Hilaire Belloc, écrivain et historien anglo-français du début du XXe siècle, a écrit : » Nous errons pour nous distraire, mais nous voyageons pour nous accomplir. » Dans quelle mesure les voyages nous distraient-ils simplement pendant un certain temps ? Quand nous aide-t-il à nous découvrir et à découvrir ce que nous voulons vraiment ?

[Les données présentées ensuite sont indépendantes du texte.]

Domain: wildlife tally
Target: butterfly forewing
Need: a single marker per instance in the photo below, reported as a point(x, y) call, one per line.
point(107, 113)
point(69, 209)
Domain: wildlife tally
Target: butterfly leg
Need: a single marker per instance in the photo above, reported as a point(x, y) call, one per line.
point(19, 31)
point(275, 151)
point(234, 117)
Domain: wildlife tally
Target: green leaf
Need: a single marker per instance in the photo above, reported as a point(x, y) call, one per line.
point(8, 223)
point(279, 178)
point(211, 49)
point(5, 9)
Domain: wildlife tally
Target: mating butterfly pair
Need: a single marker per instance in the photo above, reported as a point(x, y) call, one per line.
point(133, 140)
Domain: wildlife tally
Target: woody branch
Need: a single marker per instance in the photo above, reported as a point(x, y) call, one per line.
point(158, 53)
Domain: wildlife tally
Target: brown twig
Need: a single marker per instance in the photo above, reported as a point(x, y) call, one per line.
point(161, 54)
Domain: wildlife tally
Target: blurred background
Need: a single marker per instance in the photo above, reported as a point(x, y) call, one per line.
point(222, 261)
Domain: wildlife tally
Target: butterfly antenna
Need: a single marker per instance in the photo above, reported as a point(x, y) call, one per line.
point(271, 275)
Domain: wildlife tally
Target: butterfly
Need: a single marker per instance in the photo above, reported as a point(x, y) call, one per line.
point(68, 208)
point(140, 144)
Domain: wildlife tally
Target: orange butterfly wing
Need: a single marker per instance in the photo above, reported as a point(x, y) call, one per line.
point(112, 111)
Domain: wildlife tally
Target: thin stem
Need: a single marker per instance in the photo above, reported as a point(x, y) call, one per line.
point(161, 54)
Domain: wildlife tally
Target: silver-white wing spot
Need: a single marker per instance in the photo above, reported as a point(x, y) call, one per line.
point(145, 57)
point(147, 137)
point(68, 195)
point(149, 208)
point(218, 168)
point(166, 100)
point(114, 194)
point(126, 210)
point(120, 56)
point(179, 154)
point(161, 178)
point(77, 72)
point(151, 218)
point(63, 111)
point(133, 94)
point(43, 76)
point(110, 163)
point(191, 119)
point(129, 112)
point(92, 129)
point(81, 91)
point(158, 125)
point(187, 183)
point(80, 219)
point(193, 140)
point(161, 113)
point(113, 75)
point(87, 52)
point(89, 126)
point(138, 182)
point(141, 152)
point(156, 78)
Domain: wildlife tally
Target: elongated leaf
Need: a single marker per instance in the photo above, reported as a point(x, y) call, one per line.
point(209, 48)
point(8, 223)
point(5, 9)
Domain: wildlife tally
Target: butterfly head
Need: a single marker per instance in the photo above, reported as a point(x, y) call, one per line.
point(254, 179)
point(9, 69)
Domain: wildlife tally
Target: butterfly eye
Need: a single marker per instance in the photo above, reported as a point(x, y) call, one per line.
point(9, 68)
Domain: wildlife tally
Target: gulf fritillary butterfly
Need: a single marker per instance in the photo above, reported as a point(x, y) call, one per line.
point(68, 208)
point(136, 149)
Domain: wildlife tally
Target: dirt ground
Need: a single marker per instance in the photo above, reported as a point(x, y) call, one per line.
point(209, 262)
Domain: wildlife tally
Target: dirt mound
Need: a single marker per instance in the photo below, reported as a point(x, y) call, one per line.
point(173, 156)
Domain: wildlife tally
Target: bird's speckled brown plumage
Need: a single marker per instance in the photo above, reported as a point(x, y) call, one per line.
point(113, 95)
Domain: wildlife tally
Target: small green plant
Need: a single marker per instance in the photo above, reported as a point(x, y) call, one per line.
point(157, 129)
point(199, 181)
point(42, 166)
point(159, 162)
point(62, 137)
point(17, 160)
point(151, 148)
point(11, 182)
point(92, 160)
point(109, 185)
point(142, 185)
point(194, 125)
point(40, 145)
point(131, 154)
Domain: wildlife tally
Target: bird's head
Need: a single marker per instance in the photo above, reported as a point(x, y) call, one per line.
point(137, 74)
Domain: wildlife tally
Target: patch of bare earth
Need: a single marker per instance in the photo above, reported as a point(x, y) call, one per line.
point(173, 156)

Dans mon propre cas, j’ai quitté l’Afrique du Sud quand j’étais jeune fille, pas tellement avec une idée de distraction ou d’épanouissement, mais plutôt pour découvrir qui j’étais. J’avais dix-sept ans et je sentais que je devais quitter ma famille, mon pays divisé, même ma propre langue, et aller quelque part et parler une langue étrangère afin de découvrir ce que je pensais et ressentais vraiment sur tant de choses. Cela semble contradictoire, et bien sûr, cela ne s’est pas fait du jour au lendemain, mais d’une certaine manière, en se déguisant, en se cachant sous le manteau d’une langue étrangère, on trouve sa propre forme et sa propre voix unique. Je donne parfois comme exercice aux étudiants d’écrire du point de vue de quelqu’un avec qui ils sont en conflit et la vérité a l’habitude d’émerger plus facilement que si nous essayons de nous mettre directement sur la page.
Bien sûr, il n’y a rien de mal à se distraire. Donnez-nous des distractions ! En ce moment, je suis à Paris en train de marcher dans les belles rues du passé et de penser à ceux qui ont marché ici avant moi. Souvent, c’est dans les distractions qu’une idée ou un lien nous apparaît de façon inattendue, ce qui nous aide dans notre travail, quel qu’il soit.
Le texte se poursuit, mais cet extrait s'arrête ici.